Update your scripts in package.json to have testbuild so we can test out if PurgeCSS is working.

 "scripts": {
"clean": "rm -rf _site",
"start": "npm-run-all clean --parallel dev:*",
"dev:postcss": "postcss assets/index.css -d _site/css/ --config ./postcss.config.js -w",
"dev:eleventy": "ELEVENTY_ENV=development npx @11ty/eleventy --watch --quiet",
"dev:bsync": "browser-sync start --server ./_site -w --no-open --no-notify --no-ghost-mode",
"testProd:postcss": "postcss assets/index.css -d _site/css/ --config ./postcss.config.js -w",
"testProd:bsync": "browser-sync start --server ./_site -w --no-open --no-notify --no-ghost-mode",
"testProd:eleventy": "ELEVENTY_ENV=production npx @11ty/eleventy --output=./_site --watch",
"testbuild": "NODE_ENV=production npm-run-all clean --parallel testProd:*",
"watch": "eleventy --watch",
"serve": "eleventy --serve",
"debug": "DEBUG=* eleventy",
"build": "eleventy"
},

The CSS file in _site/css/index.css is ~ 2 MB in size.
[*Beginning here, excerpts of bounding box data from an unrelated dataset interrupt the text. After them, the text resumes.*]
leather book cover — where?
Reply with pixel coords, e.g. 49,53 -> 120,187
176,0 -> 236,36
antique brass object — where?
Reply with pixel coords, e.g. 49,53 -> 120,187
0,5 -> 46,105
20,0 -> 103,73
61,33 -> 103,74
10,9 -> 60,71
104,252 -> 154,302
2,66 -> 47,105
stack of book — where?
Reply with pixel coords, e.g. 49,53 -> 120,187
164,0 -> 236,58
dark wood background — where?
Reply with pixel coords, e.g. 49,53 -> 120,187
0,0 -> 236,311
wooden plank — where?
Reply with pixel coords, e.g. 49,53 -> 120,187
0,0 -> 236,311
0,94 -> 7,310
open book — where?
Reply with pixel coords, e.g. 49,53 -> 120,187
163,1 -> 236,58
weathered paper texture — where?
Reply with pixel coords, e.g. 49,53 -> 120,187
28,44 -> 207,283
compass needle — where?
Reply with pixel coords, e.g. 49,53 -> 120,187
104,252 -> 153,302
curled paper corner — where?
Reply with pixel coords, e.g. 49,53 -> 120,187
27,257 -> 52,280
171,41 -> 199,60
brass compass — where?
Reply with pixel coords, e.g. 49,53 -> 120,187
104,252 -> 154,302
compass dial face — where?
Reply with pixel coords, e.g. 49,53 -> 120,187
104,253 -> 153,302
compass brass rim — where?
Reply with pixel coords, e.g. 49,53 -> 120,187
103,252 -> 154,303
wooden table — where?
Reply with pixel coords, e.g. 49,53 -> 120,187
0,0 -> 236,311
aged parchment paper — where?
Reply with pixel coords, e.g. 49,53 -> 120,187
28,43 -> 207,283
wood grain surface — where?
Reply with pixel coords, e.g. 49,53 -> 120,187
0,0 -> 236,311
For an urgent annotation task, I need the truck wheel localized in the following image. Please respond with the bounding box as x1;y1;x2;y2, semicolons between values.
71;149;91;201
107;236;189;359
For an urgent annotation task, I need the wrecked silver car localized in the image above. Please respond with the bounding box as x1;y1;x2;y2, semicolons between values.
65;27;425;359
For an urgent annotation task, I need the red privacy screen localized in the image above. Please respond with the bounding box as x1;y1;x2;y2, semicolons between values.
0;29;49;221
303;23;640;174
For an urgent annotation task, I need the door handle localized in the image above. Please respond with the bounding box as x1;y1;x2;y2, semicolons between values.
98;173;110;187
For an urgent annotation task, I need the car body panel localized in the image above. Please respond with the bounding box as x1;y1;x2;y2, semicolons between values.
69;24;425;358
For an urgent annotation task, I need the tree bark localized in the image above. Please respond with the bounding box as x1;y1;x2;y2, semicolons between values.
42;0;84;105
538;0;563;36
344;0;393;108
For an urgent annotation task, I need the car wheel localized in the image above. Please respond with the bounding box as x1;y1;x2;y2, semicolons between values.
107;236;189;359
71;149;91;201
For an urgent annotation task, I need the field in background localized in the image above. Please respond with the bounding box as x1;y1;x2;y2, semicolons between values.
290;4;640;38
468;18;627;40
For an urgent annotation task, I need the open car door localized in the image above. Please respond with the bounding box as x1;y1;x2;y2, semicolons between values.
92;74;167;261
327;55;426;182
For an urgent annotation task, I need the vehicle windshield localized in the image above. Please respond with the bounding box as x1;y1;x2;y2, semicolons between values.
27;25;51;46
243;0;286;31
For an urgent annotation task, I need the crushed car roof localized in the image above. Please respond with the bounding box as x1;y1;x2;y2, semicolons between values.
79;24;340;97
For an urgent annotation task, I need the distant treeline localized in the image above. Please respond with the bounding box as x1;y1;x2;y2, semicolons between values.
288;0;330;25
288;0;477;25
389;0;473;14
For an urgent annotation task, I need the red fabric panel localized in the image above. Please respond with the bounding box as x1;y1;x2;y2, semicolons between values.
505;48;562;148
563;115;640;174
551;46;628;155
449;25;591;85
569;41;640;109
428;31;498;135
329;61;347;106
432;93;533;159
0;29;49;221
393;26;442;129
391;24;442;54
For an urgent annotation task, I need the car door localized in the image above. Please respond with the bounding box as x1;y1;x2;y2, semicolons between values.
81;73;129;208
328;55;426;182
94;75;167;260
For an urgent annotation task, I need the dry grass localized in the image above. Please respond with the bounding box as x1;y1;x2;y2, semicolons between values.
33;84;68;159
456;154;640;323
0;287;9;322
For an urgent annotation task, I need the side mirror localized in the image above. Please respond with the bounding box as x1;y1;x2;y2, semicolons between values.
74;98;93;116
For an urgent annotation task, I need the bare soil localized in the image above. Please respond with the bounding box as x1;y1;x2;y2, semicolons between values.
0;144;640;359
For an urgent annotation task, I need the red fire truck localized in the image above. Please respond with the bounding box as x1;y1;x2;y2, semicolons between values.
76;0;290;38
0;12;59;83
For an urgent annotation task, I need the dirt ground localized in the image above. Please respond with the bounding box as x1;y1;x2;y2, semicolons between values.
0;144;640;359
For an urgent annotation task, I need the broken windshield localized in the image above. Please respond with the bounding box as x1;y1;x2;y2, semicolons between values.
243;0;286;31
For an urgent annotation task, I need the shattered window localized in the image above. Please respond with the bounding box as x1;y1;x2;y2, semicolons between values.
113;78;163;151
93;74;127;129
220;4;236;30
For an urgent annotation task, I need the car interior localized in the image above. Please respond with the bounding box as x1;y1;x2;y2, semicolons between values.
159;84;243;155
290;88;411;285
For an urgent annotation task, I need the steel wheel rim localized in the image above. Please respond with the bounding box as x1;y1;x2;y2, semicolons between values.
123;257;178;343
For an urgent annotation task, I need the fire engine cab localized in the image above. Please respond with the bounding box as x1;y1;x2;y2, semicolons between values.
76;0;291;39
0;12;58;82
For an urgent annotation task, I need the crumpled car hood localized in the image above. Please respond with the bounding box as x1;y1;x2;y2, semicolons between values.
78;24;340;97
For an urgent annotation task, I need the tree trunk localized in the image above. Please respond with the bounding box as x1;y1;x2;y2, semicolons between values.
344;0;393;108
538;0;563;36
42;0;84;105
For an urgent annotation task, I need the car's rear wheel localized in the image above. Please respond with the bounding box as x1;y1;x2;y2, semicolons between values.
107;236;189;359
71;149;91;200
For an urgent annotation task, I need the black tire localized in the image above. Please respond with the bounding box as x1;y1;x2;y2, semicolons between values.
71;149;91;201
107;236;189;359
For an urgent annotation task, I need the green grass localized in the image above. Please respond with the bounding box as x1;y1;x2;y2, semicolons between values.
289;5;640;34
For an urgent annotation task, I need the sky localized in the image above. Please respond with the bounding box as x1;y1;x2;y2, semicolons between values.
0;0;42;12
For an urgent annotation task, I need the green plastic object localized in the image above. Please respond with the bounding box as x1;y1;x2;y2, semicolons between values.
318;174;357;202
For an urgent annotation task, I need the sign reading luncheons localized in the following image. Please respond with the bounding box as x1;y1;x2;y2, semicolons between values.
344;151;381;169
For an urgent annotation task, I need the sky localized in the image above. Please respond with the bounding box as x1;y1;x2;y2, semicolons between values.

Run npm run testbuild and see if PurgeCSS works. The size is now 14K (minified)!

Set up your build process by adding these to the scripts section:

"build": "NODE_ENV=production npm-run-all clean --parallel prod:*",
"prod:postcss": "postcss assets/index.css -d _site/css/ --config ./postcss.config.js",
"prod:eleventy": "ELEVENTY_ENV=production npx @11ty/eleventy --output=./_site",

You should be able to now run npm run build also. This is what Netlify will use to build your site. Try it out.

Moving Content from Squarespace #

Next up was to move my content from Squarespace to Eleventy.

  1. Exported my content in XML.

  2. Found a XML to markdown converter 🙏. One change I made was to update the index.js file (see the 'Frontmater we expect in our static site setup') in this repo to match what Frontmatter I wanted to include in all my posts.

  3. Once the posts were done, I copied them year-wise to my repo under /posts/. E.g. /posts/2020, /posts/2019 etc. The .md filenames started with a date which I wanted to remove (see image below).

  4. Going into each year's sub-folder under /posts I ran this command to strip off the date from the filenames:

for f in *; do mv "$f" "${f:16}"; done
  1. I still had to go through each post, download the image from Squarespace, copy it to the respective year folder (e.g. /img/2020/) folder and then set the path correctly in the *.md files.

  2. Double-check the front-matter, add tags, update the date if needed and I was good to go...

Changing Filenames ><

That's it. I refreshed my blog, and Tailwind CSS worked with my content and here is this site! 😎

Good luck with your move and ping me if you need help with anything. This post could not have been possible without Bryce Wray - thank you so much for all the help!